India's poor listened to her and believed her. Strange and ironic that they were willing to put their trust in a foreign-born lady and not in swadeshi politicians and even less in the Hindu fundamentalists.
The BJP may claim victory that it has prevented Sonia Gandhi from becoming prime minister but it has been a pyrrhic victory. One of India's most respected newspapers, The Hindu, in an editorial, has added its voice, mincing no words: "Ms Gandhi's stunning act of self-denial and political renunciation cannot be allowed to be seen as an endorsement of the vicious campaign that the Sushma Swarajs, the Uma Bhartis, the Govindacharyas and the rest in the sangh parivar have launched to block and subvert the electoral verdict...In no democracy are losers in an election entitled to overrule the umpire on who won and who lost."
Sonia Gandhi handpicked Dr Manmohan Singh. He becomes India's temporal leader but Sonia Gandhi has emerged stronger. She has become the country's spiritual leader and its conscience. She will be there to ensure that the mandate is not betrayed. She can become a Nelson Mandela type figure, even more powerful, with her hands on the tiller.
She has set an inspiring example but a precedent that will be deeply embarrassing to politicians all over the world including in our own country. Of course, we cannot compare ourselves to other political cultures.
We have tried our hand at different brands of democracy, we have searched for a political system best suited to "the genius of the people". We have had, for want of better phrase, "an interrupted democracy".
A sapling that is uprooted has no chance of survival. It has to be planted again and nurtured and protected. The sapling will grow at its own pace. We should not be seen to be hastening its growth nor stunting it.
The politicians of India are no better or worse than our politicians. They are as power-hungry and in some cases power-greedy. The poor in India are just as poor as the poor in Pakistan, as deprived and dispossessed and desperate.
But both have become impatient with their condition and are no longer reconciled to their kismet or dharma. Given political empowerment, they will show a maturity we have solemnly believed they do not possess.

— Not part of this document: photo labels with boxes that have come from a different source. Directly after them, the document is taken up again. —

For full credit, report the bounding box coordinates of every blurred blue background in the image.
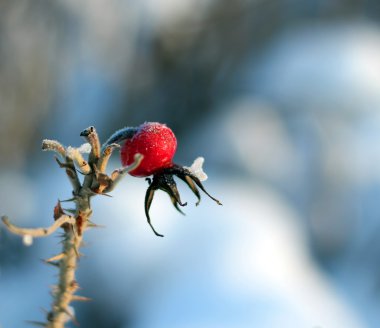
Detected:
[0,0,380,328]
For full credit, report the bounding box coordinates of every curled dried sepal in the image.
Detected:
[184,157,208,181]
[104,154,144,192]
[98,143,120,173]
[66,146,91,175]
[80,126,100,161]
[42,139,66,158]
[1,215,75,238]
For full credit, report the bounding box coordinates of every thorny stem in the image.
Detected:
[2,127,143,328]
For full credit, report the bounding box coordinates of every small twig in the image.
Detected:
[1,215,75,238]
[102,127,138,150]
[42,139,66,158]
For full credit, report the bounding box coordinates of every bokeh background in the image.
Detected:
[0,0,380,328]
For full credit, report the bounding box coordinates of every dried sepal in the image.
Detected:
[98,143,120,173]
[104,154,144,192]
[66,146,91,175]
[80,126,100,162]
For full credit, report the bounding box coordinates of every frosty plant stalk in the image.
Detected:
[2,123,221,328]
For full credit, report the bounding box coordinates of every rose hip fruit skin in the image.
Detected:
[120,122,177,177]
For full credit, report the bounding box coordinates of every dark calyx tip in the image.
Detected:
[80,126,95,137]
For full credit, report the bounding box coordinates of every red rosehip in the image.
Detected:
[120,122,177,177]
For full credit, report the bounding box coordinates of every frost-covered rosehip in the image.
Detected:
[120,122,177,177]
[103,122,222,237]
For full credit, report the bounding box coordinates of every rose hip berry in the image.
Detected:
[103,122,222,237]
[120,123,177,177]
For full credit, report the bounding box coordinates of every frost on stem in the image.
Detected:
[1,126,143,328]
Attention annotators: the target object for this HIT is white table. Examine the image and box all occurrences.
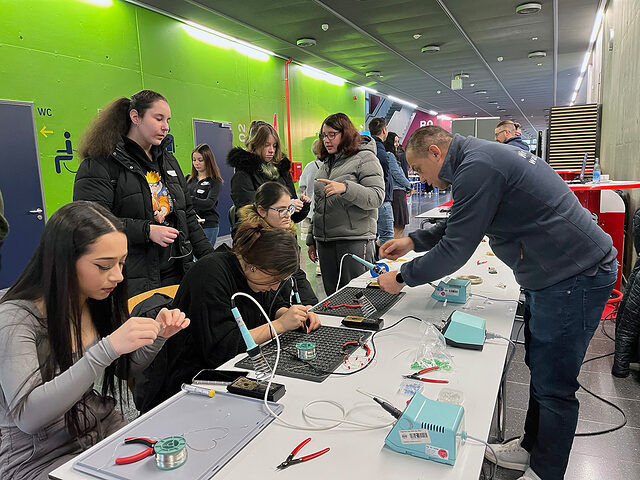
[52,242,519,480]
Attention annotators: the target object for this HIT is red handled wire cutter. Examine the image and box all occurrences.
[277,437,331,470]
[403,367,449,383]
[116,437,158,465]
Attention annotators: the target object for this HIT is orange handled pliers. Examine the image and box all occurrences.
[403,366,449,383]
[277,437,330,470]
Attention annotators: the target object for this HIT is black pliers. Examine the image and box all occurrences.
[277,437,331,470]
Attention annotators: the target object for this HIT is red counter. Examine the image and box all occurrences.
[568,181,640,290]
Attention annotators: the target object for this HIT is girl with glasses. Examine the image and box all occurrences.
[238,182,318,306]
[185,143,224,246]
[73,90,213,297]
[0,202,189,480]
[306,113,384,295]
[227,121,311,223]
[136,223,320,411]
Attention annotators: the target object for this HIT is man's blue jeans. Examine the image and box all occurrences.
[521,262,617,480]
[378,202,393,246]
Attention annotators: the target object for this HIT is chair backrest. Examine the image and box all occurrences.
[128,285,180,311]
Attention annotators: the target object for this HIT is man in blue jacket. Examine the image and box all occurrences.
[378,126,617,480]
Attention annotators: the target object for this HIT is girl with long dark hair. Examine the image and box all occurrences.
[73,90,213,297]
[185,143,224,246]
[238,182,318,307]
[0,202,189,480]
[306,113,384,295]
[136,222,320,411]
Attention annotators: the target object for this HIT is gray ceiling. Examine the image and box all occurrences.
[133,0,600,136]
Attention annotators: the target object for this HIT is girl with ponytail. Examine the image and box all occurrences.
[138,222,320,411]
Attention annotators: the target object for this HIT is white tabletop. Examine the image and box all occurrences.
[52,242,519,480]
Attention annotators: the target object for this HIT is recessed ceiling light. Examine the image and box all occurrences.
[420,45,440,53]
[516,2,542,15]
[296,38,316,48]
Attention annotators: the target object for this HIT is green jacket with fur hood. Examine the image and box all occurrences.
[306,135,384,245]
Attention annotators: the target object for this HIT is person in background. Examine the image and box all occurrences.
[227,121,311,219]
[384,132,415,238]
[298,138,322,275]
[0,202,189,480]
[369,117,393,246]
[378,126,618,480]
[495,120,529,152]
[136,223,320,411]
[306,113,385,295]
[73,90,213,297]
[238,182,318,307]
[0,192,9,269]
[185,143,224,246]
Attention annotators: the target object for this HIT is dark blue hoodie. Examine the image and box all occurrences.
[401,134,615,290]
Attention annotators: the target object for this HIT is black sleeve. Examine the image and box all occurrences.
[293,268,318,305]
[173,255,246,368]
[73,158,150,245]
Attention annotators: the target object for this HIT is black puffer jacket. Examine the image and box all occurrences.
[73,139,213,297]
[611,208,640,377]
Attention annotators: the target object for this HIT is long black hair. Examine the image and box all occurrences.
[0,201,129,437]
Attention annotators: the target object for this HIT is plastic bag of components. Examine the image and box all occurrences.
[411,323,453,371]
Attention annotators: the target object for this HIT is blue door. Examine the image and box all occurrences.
[193,118,238,238]
[0,100,45,289]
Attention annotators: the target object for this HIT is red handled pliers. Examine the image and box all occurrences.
[277,437,331,470]
[403,366,449,383]
[116,437,158,465]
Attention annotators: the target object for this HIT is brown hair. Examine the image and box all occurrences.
[247,121,283,163]
[406,125,453,156]
[78,90,169,160]
[369,117,387,137]
[189,143,224,183]
[231,222,300,279]
[318,113,362,160]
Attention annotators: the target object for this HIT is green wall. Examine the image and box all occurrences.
[0,0,364,215]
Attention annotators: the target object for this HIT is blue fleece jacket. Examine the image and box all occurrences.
[401,134,615,290]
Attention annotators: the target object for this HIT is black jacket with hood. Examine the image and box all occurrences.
[73,138,213,297]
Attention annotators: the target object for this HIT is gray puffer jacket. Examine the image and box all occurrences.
[307,135,384,245]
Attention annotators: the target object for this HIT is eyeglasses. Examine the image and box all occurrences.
[318,132,342,140]
[269,204,296,218]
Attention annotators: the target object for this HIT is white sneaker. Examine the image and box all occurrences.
[484,437,536,472]
[518,467,542,480]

The BJP as a political party has been shown up to have been out of touch with the people. The Congress too was out of touch and it took a lady of foreign origin to listen carefully to the real voice of India.
I have no doubt that our political leaders would have followed India's elections with interest. It is said that a wise man learns from someone else's experience and absorbs the lessons.
So far, we have only believed that the hungry only dream of bread. Now we know that they have been be able to identify the impostors. Call it a wake-up call or a warning, the meek may not inherit the earth, but they can change a government.
India is in for a rocky ride and whether Manmohan Singh can provide a stable government or not is something only time will tell. But there has been a clear rejection of communalism. A Sikh is now prime minister.
India has come a long way from those stormy days when Sonia Gandhi's mother-in-law sent the army into the sanctuary of the Golden Temple in Amritsar. And she paid a terrible price.
Sonia Gandhi's inner voice may have also told her that politics can be a dangerous business. But she would have needed no reminding. She is, after all, Rajiv's widow.
Sonia Gandhi is not the only lady of foreign origin who connected with India's poor. There was Mother Teresa who may yet be declared a saint once the formalities are completed.
She tended to India's sick. She brought a new meaning to serving the poor, set the bar too high for others to reach it. Sonia Gandhi may have done the same in politics.